The town has become a center for Japanese folk-art traditions ever since Hamada Shoji (1894-1978), a leading 20th Century ceramics folk-artist, established his studio there after studying pottery in Japan and in England.

Together with English potter Bernard Leach and the philosopher Yanagi Soetsu, Hamada started the Mingei movement in 1926, which sought to revive rapidly disappearing ceramics techniques that were being drowned in a rising tide of industrial production.

In 1955, Hamada was named a Living National Treasure of Japan.

Today his studio has become a museum and resource for all those interested in the traditional techniques of Japanese pottery, and the village has more than 300 pottery studios in operation, many of which are carrying on the legacy of Hamada’s vision.
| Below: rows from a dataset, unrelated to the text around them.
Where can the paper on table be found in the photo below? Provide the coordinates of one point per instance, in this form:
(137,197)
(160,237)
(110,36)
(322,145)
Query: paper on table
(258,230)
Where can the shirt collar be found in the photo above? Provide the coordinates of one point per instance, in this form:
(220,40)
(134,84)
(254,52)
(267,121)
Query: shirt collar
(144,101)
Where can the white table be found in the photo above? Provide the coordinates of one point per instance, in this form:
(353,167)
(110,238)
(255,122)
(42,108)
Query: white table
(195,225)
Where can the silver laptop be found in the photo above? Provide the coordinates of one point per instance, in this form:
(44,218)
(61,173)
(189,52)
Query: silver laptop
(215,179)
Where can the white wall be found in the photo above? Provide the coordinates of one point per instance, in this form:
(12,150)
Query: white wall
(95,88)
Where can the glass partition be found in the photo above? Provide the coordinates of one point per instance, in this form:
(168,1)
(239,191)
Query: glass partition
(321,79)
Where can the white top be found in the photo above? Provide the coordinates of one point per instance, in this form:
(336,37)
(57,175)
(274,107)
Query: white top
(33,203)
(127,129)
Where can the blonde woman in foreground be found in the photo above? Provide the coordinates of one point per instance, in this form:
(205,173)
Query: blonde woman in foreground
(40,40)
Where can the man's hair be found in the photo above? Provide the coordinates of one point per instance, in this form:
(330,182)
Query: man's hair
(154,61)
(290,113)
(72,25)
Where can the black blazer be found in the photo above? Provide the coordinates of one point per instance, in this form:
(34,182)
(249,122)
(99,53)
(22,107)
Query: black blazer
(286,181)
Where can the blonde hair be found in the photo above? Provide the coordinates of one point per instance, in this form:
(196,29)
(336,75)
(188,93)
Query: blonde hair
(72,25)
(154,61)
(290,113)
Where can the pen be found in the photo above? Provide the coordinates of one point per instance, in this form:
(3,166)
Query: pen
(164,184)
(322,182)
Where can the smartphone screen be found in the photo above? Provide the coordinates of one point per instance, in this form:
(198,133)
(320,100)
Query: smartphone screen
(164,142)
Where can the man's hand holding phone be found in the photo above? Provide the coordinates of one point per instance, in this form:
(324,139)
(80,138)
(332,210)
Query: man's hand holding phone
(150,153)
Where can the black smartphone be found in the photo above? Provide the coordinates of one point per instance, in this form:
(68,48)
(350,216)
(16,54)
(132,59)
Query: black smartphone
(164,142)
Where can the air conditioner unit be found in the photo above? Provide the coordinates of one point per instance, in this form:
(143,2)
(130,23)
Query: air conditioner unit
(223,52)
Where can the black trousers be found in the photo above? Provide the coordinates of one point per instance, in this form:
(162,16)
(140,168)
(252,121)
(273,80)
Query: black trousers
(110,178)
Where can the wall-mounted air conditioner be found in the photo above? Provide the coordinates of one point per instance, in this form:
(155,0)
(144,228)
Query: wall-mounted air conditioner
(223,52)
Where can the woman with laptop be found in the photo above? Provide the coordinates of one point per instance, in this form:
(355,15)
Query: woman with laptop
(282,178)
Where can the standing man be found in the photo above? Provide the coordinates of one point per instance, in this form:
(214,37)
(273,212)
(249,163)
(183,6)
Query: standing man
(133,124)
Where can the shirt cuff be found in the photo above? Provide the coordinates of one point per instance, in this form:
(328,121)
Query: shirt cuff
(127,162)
Eastern Ideas Enrich Western Practice

Jane Herold returned to her pottery studio in Palisades from her sabbatical full of enthusiasm for all that she had learned.

"We made pots using the local Mashiko clay and in my case a Japanese wheel and then loaded and fired a five-chamber climbing wood kiln. The clay, the slow wheel, and the traditional glazes all contributed to much softer, quieter pots than I’m accustomed to with my western eyes.

"The food was not only delicious and healthy, but beautiful and appeared seemingly by magic three times a day due to the hard work of a wonderful group of very talented local potters. Pots and food are such a duet in Japan you really can’t consider one without the other.

"We had the privilege of exhibiting our work in Hamada Shoji’s house, and of presenting our lectures in the same rooms where Bernard Leach, Yanagi Soetsu and Hamada gave birth to the Mingei movement. This movement emphasized the value of things being created in a certain spirit—i.e. pre-industrial, independent of academic training, and based on traditional ways of working. It can be very briefly hinted at by Hamada’s philosophy of “honest spirit and technique.” I also saw a spirit of playfulness especially in the work of the Koreans, which was both freeing and inspiring.

"Japan was too different to begin to explain in words, but I’m excited to see how this experience will gradually influence my pots, and ways of working, and I hope even a way of being.”